Despite deep links between Americans and Israel, the State Department on Monday warned all US citizens against traveling to Israel, the West Bank or Gaza because of “ongoing hostilities.”
In Europe, Air France said it was canceling its Tel Aviv flights “until further notice.” Lufthansa said it was doing the same for three days. KLM suspended its services, citing “security reasons.”
Lufthansa explained that its decision was made “for the security of passengers and crew” amid the “unstable situation” near the airport.
In Italy, Alitalia canceled its Tel Aviv flights Tuesday and rescheduled its Wednesday morning service to the evening. Spain’s Iberia said it would re-evaluate the situation Wednesday after canceling its evening flight.
In Toronto, Air Canada canceled its service to and from Tel Aviv on Tuesday, adding on Twitter it would “continue to evaluate going forward and update.”
British Airways, however, maintained their flights.
“We continue to operate as normal,” a British Airways spokesman said. “Safety and security are our highest priorities and we continue to monitor the situation closely.”

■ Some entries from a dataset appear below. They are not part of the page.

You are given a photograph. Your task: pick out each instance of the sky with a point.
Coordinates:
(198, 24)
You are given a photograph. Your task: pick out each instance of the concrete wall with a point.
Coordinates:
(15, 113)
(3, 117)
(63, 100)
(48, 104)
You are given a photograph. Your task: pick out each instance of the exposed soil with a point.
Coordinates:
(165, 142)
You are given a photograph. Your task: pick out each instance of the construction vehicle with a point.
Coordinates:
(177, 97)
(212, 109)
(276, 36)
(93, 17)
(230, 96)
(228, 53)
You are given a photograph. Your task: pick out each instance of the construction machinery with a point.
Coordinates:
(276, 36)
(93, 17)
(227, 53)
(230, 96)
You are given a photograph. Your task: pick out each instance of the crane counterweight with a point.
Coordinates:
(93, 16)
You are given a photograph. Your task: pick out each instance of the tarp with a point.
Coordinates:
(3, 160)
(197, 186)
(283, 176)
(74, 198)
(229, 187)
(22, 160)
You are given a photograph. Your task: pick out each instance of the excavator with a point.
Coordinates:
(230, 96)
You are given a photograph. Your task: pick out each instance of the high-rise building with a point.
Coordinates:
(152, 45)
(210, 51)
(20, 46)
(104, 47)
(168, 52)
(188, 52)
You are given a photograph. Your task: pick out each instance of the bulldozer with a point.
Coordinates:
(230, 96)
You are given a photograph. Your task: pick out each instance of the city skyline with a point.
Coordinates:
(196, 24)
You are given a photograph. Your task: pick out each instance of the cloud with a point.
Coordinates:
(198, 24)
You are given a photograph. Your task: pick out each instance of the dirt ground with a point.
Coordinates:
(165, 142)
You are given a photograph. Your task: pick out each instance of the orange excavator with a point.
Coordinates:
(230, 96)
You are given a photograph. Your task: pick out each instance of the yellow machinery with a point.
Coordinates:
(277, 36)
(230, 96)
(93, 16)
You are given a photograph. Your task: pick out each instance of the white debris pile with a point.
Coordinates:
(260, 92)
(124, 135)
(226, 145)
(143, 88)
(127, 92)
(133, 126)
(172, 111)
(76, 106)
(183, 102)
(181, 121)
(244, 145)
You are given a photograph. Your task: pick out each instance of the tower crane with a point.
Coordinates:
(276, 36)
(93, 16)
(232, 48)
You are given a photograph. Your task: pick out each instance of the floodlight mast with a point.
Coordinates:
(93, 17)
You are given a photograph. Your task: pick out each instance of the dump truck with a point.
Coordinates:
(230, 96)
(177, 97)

Delta said it had diverted its Tel Aviv-bound flight after “reports of a rocket or associated debris” near Ben Gurion airport.
“Delta, in coordination with the US Federal Aviation Administration, is doing so to ensure the safety and security of our customers and employees,” it said in a statement.
US Airways meanwhile told AFP in a Twitter exchange it had canceled its flights Tuesday between Philadelphia and Tel Aviv.
Meanwhile, United said: “We’re suspending operations to/from Tel Aviv until further notice. We’ll continue to evaluate the situation.”
Delta, which links Tel Aviv with New York’s John F. Kennedy International Airport, said it was “working to reaccommodate” passengers on its Paris-diverted flight.
Israeli Prime Minister Benjamin Netanyahu appealed to US Secretary of State John Kerry to lift the ban.
“Netanyahu spoke this evening with … Kerry and asked him to act to restore flights by American airline companies to Israel,” sources in Netanyahu’s office told AFP.
Kerry said the order would be reviewed within in a day and told Netanyahu the ban was solely due to safety concerns, State Department spokeswoman Jen Psaki said.
A US official said the Obama administration would not “overrule the FAA” on a security precaution but noted the ban would be reviewed after 24 hours.
But US billionaire Michael Bloomberg said that he was flying to Tel Aviv by Israeli carrier El Al to show solidarity with the Zionist state.
“The flight restrictions are a mistake that hands Hamas an undeserved victory and should be lifted immediately,” the former New York mayor wrote on his official Twitter account.
Kerry also personally defied the ban, jetting in from Cairo to Ben Gurion airport to try to broker an end to violence in Gaza, with reporters banned from reporting the trip until his custom Boeing 757 touched down.